Theodor Fontane 1819-1898
Die Christnacht
I
Auf dem weißgedeckten Tische
Prangt der grüne Weihnachtsbaum,
Trägt im buntesten Gemische
Kerzen, Gold- und Silberschaum.
Vor dem Tische steht ein Knabe,
Blickt die Schätze hastig an.
Ob vielleicht die Weihnachtsgabe
Ihm das Herz erfreuen kann.
Aber nichts will ihm gefallen,
Selbst das Schönste dünkt ihm Tand,
Und er weint, weil an dem allen
Nicht sein Herz Befried'gung fand.
„Mutter, einzig gute Mutter,
Sieh mich nicht so traurig an;
Will ja länger nicht mehr weinen.
Hat es dir doch weh getan!
Ach, du fragst: ,Woher die Tränen?' -
Alles, alles, was mich quält.
Ist, das mich ein heißes Sehnen
Nach - ich weiß nicht was - beseelt."
II
Auf der weißbeschneiten Erde
Steht an eines Friedhofs Saum
Eine Fichte, wunderprächtig.
Wie ein ries'ger Weihnachtsbaum.
Tausend helle Kerzen flimmern
Über ihm am Himmelsraum,
Und des blassen Mondes Schimmern
Ist des Christbaums Silberschaum.
Vor der Fichte, - auf dem Grabe
Seiner Braut, das sie bewacht -
Kniet nach manchem Jahr der Knabe,
Wieder, in der Christusnacht.
„Gott der Liebe! - hier am Grabe
Hast du endlich dich bewährt.
Hast als schönste Weihnachtsgabe
Endlich Tränen mir beschert.
Mir, dem du so viel genommen.
Dem ja alles, alles fehlt.
Das ihn, wenn die Tränen kommen,
Heißer Dank für dich beseelt."
Joachim Ringelnatz 1883-1934
Vom Schenken
Schenke groß oder klein,
aber immer gediegen.
Wenn die Bedachten die Gabe wiegen,
sei dein Gewissen rein.
Schenke herzlich und frei.
Schenke dabei,
was in dir wohnt
an Meinung, Geschmack und Humor,
so dass die eigene Freude zuvor
dich reichlich belohnt.
Schenke mit Geist ohne List.
Sei eingedenk,
dass dein Geschenk –
Du selber bist.
August Heinrich Hoffmann von Fallersleben
Der Weihnachtsmann
Morgen kommt der Weihnachtsmann,
Kommt mit seinen Gaben.
Trommel, Pfeife und Gewehr,
Fahn und Säbel und noch mehr,
Ja ein ganzes Kriegesheer,
Möcht' ich gerne haben.
Bring' uns, lieber Weihnachtsmann,
Bring' auch morgen, bringe,
Musketier und Grenadier,
Zottelbär und Panthertier,
Ross und Esel, Schaf und Stier,
Lauter schöne Dinge.
Doch du weißt ja unsern Wunsch,
Kennest unsere Herzen.
Kinder, Vater und Mama,
Auch sogar der Großpapa,
Alle, alle sind wir da,
Warten dein mit Schmerzen.
Paula Dehmel 1862-1918
Weihnachtsschnee
Ihr Kinder, sperrt die Näschen auf,
es riecht nach Weihnachtstorten;
Knecht Ruprecht steht am Himmelsherd
und backt die feinsten Sorten.
Ihr Kinder, sperrt die Augen auf,
sonst nehmt den Operngucker:
die große Himmelsbüchse, seht,
tut Ruprecht ganz voll Zucker.
Er streut – die Kuchen sind schon voll –
er streut – na, das wird munter:
er schüttelt die Büchse und streut und streut
den ganzen Zucker runter.
Ihr Kinder, sperrt die Mäulchen auf,
schnell!
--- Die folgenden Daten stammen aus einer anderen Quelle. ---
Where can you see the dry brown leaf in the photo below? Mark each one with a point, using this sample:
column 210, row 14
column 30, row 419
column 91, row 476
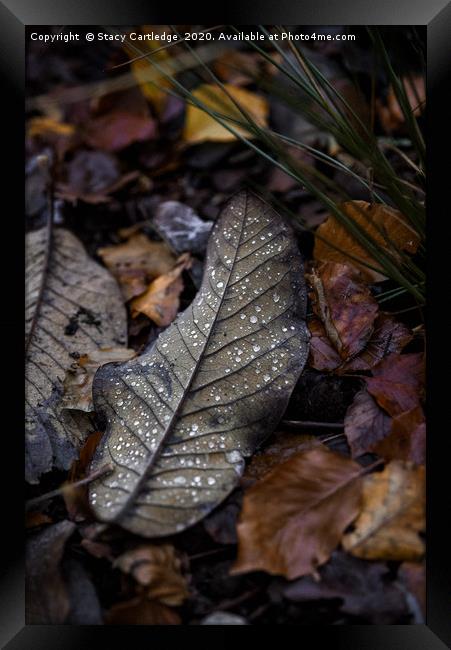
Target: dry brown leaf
column 393, row 515
column 157, row 568
column 294, row 517
column 78, row 380
column 388, row 336
column 161, row 301
column 200, row 126
column 397, row 382
column 407, row 438
column 285, row 445
column 137, row 262
column 372, row 217
column 118, row 129
column 344, row 305
column 140, row 611
column 365, row 424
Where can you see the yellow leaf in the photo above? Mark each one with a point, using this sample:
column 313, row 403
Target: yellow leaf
column 385, row 226
column 200, row 126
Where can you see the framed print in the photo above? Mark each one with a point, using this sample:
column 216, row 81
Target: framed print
column 231, row 355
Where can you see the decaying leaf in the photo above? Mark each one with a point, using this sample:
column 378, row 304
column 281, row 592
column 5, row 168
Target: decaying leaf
column 137, row 262
column 397, row 382
column 200, row 126
column 47, row 597
column 157, row 568
column 79, row 377
column 294, row 517
column 407, row 438
column 363, row 588
column 365, row 424
column 393, row 515
column 181, row 417
column 181, row 228
column 73, row 307
column 345, row 307
column 385, row 226
column 141, row 611
column 161, row 301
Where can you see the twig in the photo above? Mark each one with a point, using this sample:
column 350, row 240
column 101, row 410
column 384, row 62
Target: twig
column 106, row 469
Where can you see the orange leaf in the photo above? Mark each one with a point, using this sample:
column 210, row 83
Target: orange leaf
column 161, row 301
column 393, row 515
column 294, row 517
column 385, row 226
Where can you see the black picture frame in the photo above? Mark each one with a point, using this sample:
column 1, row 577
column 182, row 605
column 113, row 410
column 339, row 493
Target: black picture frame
column 15, row 15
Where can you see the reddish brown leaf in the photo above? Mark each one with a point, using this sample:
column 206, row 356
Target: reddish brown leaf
column 294, row 517
column 161, row 301
column 323, row 355
column 116, row 130
column 345, row 306
column 407, row 438
column 137, row 262
column 157, row 568
column 365, row 424
column 140, row 611
column 397, row 382
column 388, row 336
column 413, row 575
column 393, row 515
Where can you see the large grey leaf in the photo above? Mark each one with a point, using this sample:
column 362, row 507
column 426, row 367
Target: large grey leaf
column 181, row 417
column 73, row 306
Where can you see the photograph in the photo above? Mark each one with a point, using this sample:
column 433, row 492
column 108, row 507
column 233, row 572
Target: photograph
column 225, row 293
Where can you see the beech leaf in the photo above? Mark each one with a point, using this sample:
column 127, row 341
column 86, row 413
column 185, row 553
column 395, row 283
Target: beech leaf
column 294, row 517
column 73, row 307
column 213, row 386
column 393, row 515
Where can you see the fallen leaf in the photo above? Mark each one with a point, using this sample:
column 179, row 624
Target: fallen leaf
column 118, row 129
column 161, row 301
column 200, row 126
column 407, row 438
column 137, row 262
column 294, row 517
column 365, row 424
column 345, row 306
column 140, row 611
column 397, row 382
column 388, row 336
column 393, row 515
column 284, row 446
column 213, row 385
column 157, row 568
column 47, row 598
column 181, row 228
column 42, row 126
column 363, row 587
column 396, row 235
column 413, row 575
column 73, row 307
column 79, row 377
column 323, row 356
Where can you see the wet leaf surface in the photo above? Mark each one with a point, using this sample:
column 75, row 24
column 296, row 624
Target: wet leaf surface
column 73, row 307
column 294, row 517
column 182, row 417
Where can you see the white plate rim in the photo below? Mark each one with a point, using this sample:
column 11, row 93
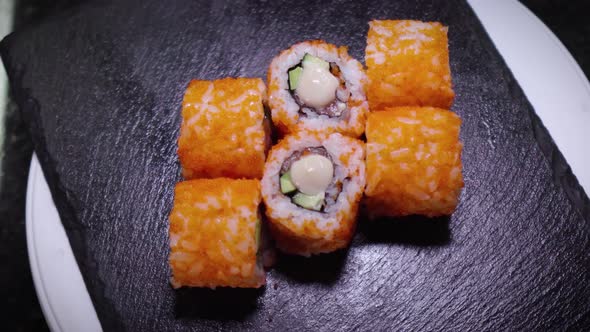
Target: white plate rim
column 58, row 313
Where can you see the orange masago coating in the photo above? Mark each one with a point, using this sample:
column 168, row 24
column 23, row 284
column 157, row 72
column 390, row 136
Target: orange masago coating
column 223, row 130
column 413, row 162
column 408, row 64
column 213, row 227
column 304, row 232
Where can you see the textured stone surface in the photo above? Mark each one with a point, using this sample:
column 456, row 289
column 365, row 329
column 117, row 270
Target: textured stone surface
column 103, row 105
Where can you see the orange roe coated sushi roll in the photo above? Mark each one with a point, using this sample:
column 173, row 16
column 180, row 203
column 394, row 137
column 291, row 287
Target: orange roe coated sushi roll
column 408, row 64
column 292, row 109
column 214, row 230
column 413, row 162
column 301, row 231
column 223, row 130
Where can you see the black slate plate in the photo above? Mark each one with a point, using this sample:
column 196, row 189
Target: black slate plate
column 101, row 87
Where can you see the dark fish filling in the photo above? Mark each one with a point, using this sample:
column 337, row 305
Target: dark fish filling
column 333, row 190
column 337, row 108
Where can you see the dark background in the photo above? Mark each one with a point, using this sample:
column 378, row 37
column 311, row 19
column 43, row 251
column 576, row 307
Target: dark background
column 21, row 310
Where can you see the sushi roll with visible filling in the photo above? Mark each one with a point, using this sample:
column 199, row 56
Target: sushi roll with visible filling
column 312, row 186
column 224, row 132
column 408, row 64
column 318, row 86
column 215, row 234
column 413, row 162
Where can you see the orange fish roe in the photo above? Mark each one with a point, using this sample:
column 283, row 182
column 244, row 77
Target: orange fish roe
column 408, row 64
column 213, row 227
column 223, row 132
column 413, row 162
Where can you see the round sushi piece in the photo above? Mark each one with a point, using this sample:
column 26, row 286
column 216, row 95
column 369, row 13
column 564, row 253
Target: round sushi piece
column 315, row 85
column 215, row 234
column 312, row 185
column 224, row 130
column 408, row 64
column 413, row 162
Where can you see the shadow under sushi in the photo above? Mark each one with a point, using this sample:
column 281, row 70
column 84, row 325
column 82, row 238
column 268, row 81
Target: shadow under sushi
column 221, row 304
column 413, row 230
column 323, row 268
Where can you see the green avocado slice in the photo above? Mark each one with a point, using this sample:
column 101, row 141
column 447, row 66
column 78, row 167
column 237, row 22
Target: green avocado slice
column 294, row 75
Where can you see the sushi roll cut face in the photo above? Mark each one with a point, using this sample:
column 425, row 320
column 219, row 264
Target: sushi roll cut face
column 413, row 162
column 224, row 132
column 408, row 64
column 315, row 85
column 311, row 187
column 215, row 234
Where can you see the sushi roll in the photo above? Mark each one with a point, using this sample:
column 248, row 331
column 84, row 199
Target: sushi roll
column 413, row 162
column 317, row 86
column 224, row 132
column 408, row 65
column 215, row 234
column 311, row 188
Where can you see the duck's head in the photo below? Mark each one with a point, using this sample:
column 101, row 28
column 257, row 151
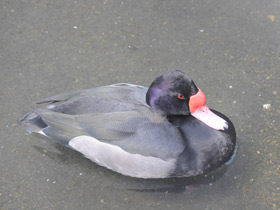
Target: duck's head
column 174, row 93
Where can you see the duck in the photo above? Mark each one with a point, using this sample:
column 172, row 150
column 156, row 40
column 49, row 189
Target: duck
column 162, row 131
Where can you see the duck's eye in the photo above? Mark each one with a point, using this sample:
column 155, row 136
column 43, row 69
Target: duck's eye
column 180, row 96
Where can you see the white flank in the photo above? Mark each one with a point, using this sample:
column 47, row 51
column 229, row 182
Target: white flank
column 116, row 159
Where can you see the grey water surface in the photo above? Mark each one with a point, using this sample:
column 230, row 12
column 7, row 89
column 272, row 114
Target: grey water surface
column 231, row 49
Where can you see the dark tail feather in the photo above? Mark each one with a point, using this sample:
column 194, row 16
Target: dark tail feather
column 32, row 122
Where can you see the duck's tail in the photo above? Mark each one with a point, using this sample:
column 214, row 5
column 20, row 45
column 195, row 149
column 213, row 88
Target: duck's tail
column 33, row 123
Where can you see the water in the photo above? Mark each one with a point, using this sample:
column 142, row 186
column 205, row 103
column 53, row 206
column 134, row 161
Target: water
column 55, row 47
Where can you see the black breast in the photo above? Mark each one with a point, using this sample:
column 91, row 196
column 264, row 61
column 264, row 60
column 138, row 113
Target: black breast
column 205, row 148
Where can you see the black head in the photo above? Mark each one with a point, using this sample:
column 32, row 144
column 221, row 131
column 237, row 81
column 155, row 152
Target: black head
column 169, row 93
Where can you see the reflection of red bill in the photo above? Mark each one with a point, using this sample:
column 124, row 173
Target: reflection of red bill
column 200, row 111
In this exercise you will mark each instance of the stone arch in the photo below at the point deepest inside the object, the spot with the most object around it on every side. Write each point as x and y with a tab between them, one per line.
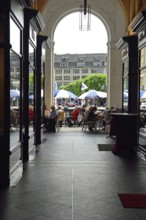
113	18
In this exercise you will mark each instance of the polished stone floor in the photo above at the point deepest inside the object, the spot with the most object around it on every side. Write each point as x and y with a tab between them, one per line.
70	179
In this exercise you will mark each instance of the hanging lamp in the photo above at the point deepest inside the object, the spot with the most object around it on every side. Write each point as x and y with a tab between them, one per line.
85	17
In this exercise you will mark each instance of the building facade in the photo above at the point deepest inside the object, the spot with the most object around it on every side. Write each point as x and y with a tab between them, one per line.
71	67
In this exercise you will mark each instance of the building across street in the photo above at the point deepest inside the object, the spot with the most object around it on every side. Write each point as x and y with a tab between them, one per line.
71	67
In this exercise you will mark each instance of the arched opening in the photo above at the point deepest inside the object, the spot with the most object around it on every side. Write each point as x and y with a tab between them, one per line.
112	22
79	53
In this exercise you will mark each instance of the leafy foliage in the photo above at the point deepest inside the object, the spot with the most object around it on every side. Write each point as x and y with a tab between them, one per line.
95	81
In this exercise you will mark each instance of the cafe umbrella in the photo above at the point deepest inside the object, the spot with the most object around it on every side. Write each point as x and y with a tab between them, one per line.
14	93
93	94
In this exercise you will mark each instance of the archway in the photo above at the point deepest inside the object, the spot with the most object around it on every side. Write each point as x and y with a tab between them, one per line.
113	18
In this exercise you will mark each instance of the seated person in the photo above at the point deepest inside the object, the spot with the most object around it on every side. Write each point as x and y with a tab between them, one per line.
61	116
74	117
92	117
50	122
31	114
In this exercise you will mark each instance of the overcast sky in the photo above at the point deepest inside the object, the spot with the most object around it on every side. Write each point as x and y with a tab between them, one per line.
68	38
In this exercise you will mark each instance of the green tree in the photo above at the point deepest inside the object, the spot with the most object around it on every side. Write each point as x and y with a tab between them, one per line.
95	81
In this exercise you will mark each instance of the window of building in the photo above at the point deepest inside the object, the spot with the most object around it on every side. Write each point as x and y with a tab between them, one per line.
57	64
76	70
67	71
80	64
58	71
94	70
72	64
76	77
63	65
66	77
58	77
84	70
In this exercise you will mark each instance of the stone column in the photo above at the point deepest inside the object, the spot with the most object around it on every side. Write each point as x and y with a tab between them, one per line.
114	76
49	78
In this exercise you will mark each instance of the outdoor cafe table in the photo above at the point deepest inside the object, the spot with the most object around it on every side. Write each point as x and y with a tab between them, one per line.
124	127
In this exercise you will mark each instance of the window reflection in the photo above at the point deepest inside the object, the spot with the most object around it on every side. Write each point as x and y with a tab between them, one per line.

Zucker schneit es heute!
Fangt auf, holt Schüsseln! – Ihr glaubt es nicht?
Ihr seid ungläubige Leute!
Anna Ritter 1865-1921
Vom Christkind
Denkt Euch, ich habe das Christkind gesehn!
Es kam aus dem Walde, das Mützchen voll Schnee,
mit rot gefrorenem Näschen.
Die kleinen Hände taten ihm weh;
denn es trug einen Sack,
der war gar schwer,
schleppte und polterte hinter ihm her.
Was drin war, möchtet ihr wissen?
Ihr Naseweise, Ihr Schelmenpack -
denkt ihr, er wäre offen, der Sack?
Zugebunden bis oben hin!
Doch war gewiss was Schönes drin;
es roch so nach Äpfeln und Nüssen.
Anna Ritter 1865-1921
Christkindchen
Wo die Zweige am dichtesten hangen,
die Wege am tiefsten verschneit,
da ist um die Dämmerzeit
im Walde das Christkind gegangen.
Es musste sich wacker plagen,
denn einen riesigen Sack
hat's meilenweit huckepack
auf den schmächtigen Schultern getragen.
Zwei spielende Häschen saßen
geduckt am schneeigen Rain.
Die traf solch blendender Schein,
dass sie das Spielen vergaßen.
Doch das Eichhorn hob schnuppernd die Ohren
und suchte die halbe Nacht,
ob das Christkind von all seiner Pracht
nicht ein einziges Nüsschen verloren.
August Heinrich Hoffmann von Fallersleben 1798-1874
Nussknacker
Nussknacker, Du machst ein grimmig Gesicht —
Ich aber, ich fürchte vor Dir mich nicht:
Ich weiß, Du meinst es gut mit mir,
Drum bring ich meine Nüsse Dir.
Ich weiß, Du bist ein Meister im Knacken:
Du kannst mit deinen dicken Backen
Gar hübsch die harten Nüsse packen
Und weißt sie vortrefflich aufzuknacken.
Nußknacker, drum bitt ich ich, bitt ich Dich,
Hast bessere Zähn als ich, Zähn als ich,
O knacke nur, knacke nur immerzu!
Ich will Dir zu Ehren
Die Kerne verzehren.
O knacke nur, knack knack knack! immerzu!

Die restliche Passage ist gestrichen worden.